Но вот я уже прочитала полуденную молитву, а затем и вечернюю и, наконец, ночную. Выйдя из прострации, отправилась спать. В тот день меня не вызвали, и на следующий — тоже. Наконец днем третьего дня Кебира и паж пришли за мной. Старое лицо Кебиры было осунувшимся и серьезным. Она закрыла дверь и прислонилась к ней спиной.

— Эмир уехал, — сказала она быстрым шепотом, хотя в этом глухом месте странно было предположить, что нас кто-то может подслушать. — Он приехал накануне, ночью, и вместе с супругой они молились до рассвета, потом он встречался со знатью. Что-то обсудил с ними и приказал, чтобы они присоединились к нему во дворе для какого-то развлечения. Оказалось, — сказала она, и ее губы сузились, когда она прошипела эти слова, — он пригласил их смотреть, как его жена будет купаться.

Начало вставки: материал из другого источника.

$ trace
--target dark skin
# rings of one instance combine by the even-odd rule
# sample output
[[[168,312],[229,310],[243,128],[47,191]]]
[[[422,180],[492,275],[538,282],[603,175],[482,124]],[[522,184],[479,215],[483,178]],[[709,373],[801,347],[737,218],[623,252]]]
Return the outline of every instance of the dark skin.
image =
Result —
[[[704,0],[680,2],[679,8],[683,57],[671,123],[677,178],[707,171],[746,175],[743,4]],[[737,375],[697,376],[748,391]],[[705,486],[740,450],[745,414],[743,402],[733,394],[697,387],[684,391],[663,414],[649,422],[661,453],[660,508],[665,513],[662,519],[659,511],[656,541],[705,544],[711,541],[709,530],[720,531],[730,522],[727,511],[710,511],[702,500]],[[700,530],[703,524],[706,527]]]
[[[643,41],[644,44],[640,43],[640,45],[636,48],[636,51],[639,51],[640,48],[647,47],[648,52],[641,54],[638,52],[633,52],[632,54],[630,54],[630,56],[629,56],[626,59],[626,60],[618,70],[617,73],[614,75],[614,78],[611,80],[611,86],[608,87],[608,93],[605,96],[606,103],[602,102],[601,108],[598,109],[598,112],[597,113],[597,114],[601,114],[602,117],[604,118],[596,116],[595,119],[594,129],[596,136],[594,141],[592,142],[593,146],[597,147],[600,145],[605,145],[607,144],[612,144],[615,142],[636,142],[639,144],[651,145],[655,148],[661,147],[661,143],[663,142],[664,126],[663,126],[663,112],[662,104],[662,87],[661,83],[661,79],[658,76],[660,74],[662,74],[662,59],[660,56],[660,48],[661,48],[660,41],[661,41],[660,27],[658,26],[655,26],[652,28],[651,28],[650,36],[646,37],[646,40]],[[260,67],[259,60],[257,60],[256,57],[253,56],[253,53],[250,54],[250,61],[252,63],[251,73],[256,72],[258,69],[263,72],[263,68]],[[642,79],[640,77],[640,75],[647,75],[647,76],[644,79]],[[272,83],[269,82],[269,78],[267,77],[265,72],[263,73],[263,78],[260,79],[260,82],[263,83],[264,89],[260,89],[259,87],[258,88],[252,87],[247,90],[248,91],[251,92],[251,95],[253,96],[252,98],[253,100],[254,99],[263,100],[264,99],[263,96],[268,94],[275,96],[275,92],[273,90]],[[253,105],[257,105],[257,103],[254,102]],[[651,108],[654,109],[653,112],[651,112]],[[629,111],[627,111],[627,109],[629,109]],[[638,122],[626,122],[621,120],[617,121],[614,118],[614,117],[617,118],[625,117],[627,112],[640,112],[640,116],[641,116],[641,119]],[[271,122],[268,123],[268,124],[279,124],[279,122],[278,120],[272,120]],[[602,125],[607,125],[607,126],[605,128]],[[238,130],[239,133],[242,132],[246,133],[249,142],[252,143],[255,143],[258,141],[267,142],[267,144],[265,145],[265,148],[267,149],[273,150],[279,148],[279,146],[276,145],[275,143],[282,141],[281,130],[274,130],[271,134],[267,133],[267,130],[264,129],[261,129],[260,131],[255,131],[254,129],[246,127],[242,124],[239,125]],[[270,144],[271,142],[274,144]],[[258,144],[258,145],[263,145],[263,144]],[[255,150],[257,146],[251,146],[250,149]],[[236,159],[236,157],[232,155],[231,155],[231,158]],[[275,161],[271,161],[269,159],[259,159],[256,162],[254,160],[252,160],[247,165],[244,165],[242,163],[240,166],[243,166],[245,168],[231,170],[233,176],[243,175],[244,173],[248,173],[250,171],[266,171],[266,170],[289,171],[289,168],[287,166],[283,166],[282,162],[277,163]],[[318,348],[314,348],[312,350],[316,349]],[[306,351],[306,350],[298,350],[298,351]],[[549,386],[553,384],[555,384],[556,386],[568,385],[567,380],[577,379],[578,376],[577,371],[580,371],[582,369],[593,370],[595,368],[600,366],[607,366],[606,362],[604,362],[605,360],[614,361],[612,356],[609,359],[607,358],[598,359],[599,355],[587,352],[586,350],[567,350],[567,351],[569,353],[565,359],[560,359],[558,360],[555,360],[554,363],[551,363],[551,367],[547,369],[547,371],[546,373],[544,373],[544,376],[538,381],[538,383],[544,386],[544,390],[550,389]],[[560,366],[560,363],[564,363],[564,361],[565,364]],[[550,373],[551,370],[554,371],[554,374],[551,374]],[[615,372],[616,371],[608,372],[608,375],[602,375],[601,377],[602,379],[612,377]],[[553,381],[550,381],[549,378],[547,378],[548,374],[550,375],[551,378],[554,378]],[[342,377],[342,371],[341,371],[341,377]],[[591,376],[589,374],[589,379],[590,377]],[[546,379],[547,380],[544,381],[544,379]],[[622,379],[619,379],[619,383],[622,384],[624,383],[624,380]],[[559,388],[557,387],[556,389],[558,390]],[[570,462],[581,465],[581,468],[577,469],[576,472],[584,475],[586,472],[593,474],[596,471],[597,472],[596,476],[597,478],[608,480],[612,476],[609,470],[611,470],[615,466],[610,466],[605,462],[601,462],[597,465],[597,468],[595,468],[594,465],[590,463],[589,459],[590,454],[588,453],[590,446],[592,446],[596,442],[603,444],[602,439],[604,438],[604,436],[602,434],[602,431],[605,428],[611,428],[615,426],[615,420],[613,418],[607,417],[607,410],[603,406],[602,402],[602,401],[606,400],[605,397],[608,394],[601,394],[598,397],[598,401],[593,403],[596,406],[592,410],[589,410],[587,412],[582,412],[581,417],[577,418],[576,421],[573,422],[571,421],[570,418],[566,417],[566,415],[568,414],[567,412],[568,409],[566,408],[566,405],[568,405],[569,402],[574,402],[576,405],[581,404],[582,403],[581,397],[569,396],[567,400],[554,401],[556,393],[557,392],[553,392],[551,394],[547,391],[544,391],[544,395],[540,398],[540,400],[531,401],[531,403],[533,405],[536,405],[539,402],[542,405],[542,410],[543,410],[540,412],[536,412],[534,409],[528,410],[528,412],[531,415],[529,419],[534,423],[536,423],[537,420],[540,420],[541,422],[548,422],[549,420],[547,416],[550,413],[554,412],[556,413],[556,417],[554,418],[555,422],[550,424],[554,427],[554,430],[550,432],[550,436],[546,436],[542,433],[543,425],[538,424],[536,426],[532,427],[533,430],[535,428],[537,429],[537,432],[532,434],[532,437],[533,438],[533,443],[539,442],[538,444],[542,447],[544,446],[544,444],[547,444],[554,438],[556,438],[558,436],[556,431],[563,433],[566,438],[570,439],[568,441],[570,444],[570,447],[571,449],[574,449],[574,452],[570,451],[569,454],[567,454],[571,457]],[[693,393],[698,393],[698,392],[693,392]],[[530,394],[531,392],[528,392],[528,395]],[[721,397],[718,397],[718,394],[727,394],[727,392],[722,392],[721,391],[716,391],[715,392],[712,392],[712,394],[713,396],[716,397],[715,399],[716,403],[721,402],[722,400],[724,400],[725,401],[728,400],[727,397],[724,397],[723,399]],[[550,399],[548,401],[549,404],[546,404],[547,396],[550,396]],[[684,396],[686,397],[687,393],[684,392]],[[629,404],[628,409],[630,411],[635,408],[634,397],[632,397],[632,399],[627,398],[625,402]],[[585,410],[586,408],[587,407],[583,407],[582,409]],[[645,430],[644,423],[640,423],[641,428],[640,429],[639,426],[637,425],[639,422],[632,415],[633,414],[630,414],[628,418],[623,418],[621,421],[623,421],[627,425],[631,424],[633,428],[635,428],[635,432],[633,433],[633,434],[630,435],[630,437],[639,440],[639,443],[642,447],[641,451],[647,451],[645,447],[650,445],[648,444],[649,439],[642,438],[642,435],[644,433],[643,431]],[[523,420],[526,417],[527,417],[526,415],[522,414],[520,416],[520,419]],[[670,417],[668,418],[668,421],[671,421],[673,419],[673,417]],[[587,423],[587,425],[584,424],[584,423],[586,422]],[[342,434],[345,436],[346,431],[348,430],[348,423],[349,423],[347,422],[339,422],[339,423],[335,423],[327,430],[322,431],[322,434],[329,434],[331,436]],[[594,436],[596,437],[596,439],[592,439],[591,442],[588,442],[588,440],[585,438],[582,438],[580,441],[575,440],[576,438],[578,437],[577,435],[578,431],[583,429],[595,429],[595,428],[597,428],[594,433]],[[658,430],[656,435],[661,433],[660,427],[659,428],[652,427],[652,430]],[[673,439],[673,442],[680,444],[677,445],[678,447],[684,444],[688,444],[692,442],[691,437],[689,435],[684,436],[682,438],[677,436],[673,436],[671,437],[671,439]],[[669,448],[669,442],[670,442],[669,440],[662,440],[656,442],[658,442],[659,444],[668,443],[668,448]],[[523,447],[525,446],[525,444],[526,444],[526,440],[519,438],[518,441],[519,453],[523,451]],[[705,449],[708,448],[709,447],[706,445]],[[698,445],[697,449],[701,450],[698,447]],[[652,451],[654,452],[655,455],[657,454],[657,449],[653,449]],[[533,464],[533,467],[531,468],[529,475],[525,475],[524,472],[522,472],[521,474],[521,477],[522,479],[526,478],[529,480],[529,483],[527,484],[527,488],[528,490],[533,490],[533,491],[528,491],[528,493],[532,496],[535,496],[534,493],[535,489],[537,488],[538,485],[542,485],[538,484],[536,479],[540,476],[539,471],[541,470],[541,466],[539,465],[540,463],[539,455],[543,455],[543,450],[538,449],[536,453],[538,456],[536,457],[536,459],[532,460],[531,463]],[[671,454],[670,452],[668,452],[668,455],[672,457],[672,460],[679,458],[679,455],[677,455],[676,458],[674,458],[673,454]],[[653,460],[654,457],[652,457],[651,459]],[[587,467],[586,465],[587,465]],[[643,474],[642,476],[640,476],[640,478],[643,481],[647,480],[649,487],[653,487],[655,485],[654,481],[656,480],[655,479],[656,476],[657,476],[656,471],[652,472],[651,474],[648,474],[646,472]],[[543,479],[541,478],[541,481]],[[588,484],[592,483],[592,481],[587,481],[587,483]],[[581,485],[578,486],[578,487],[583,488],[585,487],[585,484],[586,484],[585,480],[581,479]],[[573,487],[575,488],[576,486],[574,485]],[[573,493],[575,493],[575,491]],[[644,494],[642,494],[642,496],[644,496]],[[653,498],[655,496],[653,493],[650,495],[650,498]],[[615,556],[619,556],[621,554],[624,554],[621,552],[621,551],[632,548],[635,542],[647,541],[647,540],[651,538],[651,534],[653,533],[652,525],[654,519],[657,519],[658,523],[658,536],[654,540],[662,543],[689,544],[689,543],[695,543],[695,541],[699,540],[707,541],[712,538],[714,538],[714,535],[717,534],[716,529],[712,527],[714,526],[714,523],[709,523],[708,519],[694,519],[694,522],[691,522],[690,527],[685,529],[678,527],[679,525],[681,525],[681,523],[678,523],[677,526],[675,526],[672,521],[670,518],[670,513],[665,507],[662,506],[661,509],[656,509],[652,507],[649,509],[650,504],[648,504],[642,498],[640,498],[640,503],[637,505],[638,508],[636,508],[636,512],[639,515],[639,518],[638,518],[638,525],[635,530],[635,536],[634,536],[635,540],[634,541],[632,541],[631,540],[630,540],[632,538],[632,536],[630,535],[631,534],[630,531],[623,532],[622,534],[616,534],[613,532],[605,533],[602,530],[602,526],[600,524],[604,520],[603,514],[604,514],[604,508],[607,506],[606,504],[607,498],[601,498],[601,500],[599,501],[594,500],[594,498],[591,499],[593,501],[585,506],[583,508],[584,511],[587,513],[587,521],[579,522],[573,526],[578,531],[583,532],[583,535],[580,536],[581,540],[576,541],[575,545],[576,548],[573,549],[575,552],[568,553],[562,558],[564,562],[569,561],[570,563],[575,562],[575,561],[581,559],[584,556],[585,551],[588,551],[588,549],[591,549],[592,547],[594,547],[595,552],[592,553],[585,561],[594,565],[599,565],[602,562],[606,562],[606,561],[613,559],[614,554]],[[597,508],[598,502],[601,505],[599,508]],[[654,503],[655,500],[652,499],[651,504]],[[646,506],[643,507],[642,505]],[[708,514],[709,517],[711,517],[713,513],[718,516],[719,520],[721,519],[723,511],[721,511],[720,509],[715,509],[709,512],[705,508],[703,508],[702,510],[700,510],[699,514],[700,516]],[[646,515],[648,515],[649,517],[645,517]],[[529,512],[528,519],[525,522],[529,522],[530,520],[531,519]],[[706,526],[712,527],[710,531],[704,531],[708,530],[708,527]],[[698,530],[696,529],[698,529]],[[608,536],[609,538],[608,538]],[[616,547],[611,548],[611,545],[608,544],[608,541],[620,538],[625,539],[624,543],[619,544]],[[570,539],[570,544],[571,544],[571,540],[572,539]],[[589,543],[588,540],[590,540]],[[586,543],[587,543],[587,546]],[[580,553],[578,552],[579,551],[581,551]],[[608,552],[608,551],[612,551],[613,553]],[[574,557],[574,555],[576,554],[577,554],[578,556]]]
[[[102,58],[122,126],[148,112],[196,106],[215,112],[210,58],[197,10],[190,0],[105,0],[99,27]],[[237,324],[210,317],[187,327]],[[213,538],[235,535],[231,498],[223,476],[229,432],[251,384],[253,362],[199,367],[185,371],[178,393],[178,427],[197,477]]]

— Не может быть! — я не могла поверить ее словам.

Подглядывать за женой другого человека, когда на ней нет покрывала, — преступление. А уж специально демонстрировать тело жены другим мужчинам — несмываемый позор.

— Как мусульманин мог решиться на это?

— Как мужчина мог решиться на это? Этот человек груб и бесцеремонен, — сказала Кебира. — Придворные ошарашены. Большинство из них подозревают, что это повод для казни. После его предложения они ушли, ощупывая шеи. А что до супруги эмира… Сама увидишь, какая она. Эмир услышал, что ты здесь, и требует, чтобы ты написала портрет. Завтра после утренних молитв он хочет забрать его с собой в поход.

— Но это невозможно! — воскликнула я.

— Возможно или нет, это приказ. Он в ярости оттого, что еще ничего не сделано. Так что быстро иди со мной.

За дверью нас поджидал красивый паж. Он держал ящик с красками, который прислал мне Хуман.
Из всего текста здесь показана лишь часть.